Régulièrement, après des matinées consacrées à l’apprentissage de l’alphabet, de la lecture, de l’écriture et du calcul, particulièrement ,les révisions des tables de multiplication sous la menace omniprésente du bâton de Mr Salabouss, les après-midi étaient consacrées invariablement aux sorties en forêt .La leçon de choses et la gymnastique que nous étions sensés faire, se réduisait selon les saisons, à chercher des fleurs pour l’épouse de Mr Salabouss ,ainsi que des asperges ou des champignons. Les plus chanceux ou débrouillards étant récompensés par des bons points !
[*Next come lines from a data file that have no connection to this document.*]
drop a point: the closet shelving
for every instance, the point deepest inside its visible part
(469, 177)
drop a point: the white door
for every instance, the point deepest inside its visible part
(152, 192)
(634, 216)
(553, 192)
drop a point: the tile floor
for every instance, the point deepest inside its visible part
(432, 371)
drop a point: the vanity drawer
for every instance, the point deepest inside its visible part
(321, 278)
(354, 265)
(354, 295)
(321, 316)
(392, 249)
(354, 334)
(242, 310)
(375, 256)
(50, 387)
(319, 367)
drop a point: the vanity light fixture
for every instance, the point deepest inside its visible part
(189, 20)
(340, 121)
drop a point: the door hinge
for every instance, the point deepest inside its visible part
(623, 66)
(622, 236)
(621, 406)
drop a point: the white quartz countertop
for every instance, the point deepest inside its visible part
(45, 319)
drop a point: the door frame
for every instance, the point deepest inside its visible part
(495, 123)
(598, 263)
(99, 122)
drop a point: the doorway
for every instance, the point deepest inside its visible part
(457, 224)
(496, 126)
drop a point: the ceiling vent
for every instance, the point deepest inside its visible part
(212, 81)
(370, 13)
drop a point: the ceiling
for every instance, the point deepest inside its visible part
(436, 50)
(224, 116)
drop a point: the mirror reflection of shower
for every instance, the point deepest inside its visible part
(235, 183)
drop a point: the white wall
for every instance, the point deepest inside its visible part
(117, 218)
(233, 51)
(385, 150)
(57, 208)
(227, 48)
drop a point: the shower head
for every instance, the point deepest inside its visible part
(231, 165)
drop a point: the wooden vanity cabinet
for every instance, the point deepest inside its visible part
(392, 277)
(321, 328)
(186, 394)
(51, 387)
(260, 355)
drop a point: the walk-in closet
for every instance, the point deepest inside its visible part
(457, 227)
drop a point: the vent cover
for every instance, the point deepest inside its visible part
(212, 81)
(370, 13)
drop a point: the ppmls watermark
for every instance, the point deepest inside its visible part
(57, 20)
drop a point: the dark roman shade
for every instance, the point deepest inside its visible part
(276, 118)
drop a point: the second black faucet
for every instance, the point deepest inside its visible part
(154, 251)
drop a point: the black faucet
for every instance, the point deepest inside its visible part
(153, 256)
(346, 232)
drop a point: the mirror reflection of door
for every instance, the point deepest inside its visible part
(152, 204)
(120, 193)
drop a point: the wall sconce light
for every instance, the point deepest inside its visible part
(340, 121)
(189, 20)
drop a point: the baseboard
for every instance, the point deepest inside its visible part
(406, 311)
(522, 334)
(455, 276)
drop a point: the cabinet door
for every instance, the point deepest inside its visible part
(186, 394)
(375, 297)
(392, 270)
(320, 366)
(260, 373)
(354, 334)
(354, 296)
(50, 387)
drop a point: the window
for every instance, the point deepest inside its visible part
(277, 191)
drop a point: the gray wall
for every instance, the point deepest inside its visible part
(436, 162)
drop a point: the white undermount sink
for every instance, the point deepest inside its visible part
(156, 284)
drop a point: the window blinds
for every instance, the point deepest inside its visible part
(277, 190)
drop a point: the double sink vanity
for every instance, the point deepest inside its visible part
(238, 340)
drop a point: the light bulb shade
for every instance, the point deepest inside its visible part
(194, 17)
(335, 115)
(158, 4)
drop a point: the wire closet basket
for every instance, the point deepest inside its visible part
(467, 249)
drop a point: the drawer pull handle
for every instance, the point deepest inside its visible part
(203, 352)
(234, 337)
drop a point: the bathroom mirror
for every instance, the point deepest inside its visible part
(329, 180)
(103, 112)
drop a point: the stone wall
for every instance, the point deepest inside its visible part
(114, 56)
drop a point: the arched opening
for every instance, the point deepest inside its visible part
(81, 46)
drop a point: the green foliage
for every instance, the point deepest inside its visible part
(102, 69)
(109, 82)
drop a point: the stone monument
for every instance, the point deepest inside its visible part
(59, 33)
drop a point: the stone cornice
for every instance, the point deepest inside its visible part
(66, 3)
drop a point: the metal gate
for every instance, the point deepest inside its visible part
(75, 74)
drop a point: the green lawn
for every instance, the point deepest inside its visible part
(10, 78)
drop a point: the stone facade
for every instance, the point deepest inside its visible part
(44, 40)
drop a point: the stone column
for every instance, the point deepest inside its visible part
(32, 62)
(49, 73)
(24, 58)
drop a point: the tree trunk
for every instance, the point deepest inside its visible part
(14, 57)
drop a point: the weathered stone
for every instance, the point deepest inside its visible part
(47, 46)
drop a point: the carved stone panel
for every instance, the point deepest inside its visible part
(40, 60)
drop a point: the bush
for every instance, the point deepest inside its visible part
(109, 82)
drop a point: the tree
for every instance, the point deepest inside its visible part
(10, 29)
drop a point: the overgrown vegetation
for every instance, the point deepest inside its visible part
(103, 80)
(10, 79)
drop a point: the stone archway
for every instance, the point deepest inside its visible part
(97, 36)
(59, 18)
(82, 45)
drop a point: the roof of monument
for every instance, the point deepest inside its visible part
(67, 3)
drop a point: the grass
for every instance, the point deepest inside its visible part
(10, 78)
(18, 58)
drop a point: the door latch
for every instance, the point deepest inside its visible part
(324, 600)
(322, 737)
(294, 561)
Nous ignorions dans notre insouciance enfantine que nous allions être bientôt confrontés au cours moyen à des élèves européens rompus aux règles du calcul, de la grammaire et de l’orthographe. Seuls deux ou trois rescapés de Mr Salabouss (dont mon vieil ami Mr Khelladi et moi-même) furent admis à ce fameux cours moyen sanctionné par l’examen de 6° ou par le certificat d’études. Cette année du cours moyen constituait déjà un premier barrage érigé pour filtrer le nombre d’autochtones destinés à franchir la première étape du passage vers le collège. Les autres élèves éliminés pour diverses raisons étaient destinées à grossir « l’armée de réserve » c’est-à-dire, de la main d’œuvre destinée à l’usage de la machine économique coloniale. Abondante, peu chère, et exploitable à souhait. N’eut-ce été les louables efforts de nos parents,(Allah yerhamhoum) qui nous firent suivre des cours supplémentaires, nous n’aurions jamais pu franchir ce premier barrage.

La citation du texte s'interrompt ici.